Some things which caught Eli's Eye, but, it being summer, only a few comments from the meadow are likely.
- Andy Revkin don't take criticism lightly and is not above manipulating a few words to benefit his self image. As the bunnies may remember, Andy blog posted an unsolicited review of the Hansen, et al we (or at least our grandkids) may die unless we do something paper, and both Eli, and Hansen, et al, had some comments on Andy's review.
We were aware of those papers but included in our discussion only those mechanisms that could plausibly account for the relevant geological features. Our overall objective, improved insight about the threat of sea level rise and storminess posed by global warming, requires integrated analysis of information from paleoclimate and geologic studies, global modeling, and observations of modern climate change – together constituting a substantial undertaking. Thus we limited marginally pertinent material to avoid an unacceptably long paper.Which pretty much aligns with dsquared's comment on Twitter: "devastating critique" is my word for when half-bright self-appointed science police get on the case of actual researchers. Not that there aren't issues with this paper. Hansen's POV is that Weitzman was right and what bunnies should be concerned about are the outliers, and here they are. One may argue that he doesn't balance enough (on the other hand, that maybe Gentleman Jim is leaving this for others like Matty Hoerling).
Of course, Andy Revkin is defined by his control of NYTimes real estate, and he is not one to leave sleeping bunnies lie on the the beach when he can control the dialog. In a rather meandering apologia he highlights his piece, buries the first submitted solicited review from David Archer, in the 10th paragraph or so, and highlights in the first a later, more critical review from Peter Thorne in the first paragraph. Make, no mistake, both the Archer and Thorne reviews were professional and useful to both the handling editor, the authors and current and later readers of the paper.
Archer's bottom line is that there are warts, but "This is another Hansen masterwork of scholarly synthesis, modeling virtuosity, and insight, with profound implications". Both Archer and Thorne have problems with the sprawling nature of the paper. Archer concludes " Due to its important conclusions, primarily about the ice sheet melting climate feedback, I expect this paper will be widely read, but it will make its readers work for it". Thorne, OTSH is really uncomfortable with the food fight that broke out and the length of the paper "The paper is of inordinate length closer to a thesis than a scientific paper in nature", and really really uncomfortable with the voice of the paper and the blog post like advocacy that he sees.

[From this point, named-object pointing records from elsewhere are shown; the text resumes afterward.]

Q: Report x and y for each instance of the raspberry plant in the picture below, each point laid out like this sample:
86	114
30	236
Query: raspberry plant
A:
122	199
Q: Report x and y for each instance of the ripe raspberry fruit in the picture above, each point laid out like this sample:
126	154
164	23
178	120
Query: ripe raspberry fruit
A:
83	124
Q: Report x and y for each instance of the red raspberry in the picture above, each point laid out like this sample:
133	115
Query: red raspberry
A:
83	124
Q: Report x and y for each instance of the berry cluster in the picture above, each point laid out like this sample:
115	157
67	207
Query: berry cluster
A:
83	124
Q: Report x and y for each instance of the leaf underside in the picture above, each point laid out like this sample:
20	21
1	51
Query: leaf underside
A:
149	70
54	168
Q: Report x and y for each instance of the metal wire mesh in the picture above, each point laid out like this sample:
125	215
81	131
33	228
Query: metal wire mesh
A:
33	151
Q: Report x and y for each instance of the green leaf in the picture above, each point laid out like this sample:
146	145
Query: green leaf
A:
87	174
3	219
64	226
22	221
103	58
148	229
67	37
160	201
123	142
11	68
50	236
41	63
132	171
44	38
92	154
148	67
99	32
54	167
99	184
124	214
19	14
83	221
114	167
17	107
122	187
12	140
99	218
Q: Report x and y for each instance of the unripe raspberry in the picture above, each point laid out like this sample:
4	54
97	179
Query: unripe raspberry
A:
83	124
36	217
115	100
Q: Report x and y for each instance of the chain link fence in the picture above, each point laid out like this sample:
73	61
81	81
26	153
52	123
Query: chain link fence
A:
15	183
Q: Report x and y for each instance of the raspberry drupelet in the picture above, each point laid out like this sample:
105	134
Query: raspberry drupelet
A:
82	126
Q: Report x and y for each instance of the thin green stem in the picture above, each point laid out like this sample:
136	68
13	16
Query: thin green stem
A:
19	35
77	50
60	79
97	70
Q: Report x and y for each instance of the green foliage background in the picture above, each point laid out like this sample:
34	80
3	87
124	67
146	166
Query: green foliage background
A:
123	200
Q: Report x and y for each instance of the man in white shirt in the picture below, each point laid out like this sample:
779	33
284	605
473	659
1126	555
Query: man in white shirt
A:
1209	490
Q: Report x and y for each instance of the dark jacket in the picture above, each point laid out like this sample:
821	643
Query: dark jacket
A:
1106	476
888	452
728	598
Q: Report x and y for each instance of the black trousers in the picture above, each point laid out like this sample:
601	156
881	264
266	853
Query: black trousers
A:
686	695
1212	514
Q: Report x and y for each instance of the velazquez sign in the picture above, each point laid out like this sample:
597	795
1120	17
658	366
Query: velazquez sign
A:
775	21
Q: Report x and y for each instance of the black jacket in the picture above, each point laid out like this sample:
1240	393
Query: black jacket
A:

Both reviews, as well as the paper, deserve serious discussion. On balance (there Eli goes again), Thorne has a strong argument that the paper may fit Climate of the Past better.
But the best part of Andy's review of the review, is his "re-outing" tamino and walking it back
One last thought. Perhaps Tamino can step out from behind the shield of anonymity (which too often fuels vitriol) and confirm if he is indeed Grant Foster (quoted on Climate Central).* Foster has published quite a bit on climate, including with Stefan Rahmstorf, a leader of that 2014 review of experts on sea-level rise that is a far cray from what the new paper is projecting.
And we are both musicians, it seems. Although that perhaps doesn’t go well with the rigor “Tamino” requires in paper reviewers.
Footnote, July 30, 11:30 p.m. | * I added a link to an Open Mind post in which the blogger known as Tamino acknowledges he is Grant Foster.From this Eli concludes that Andy Revkin will defend his position in the nomenklatura to the last barrel of ink.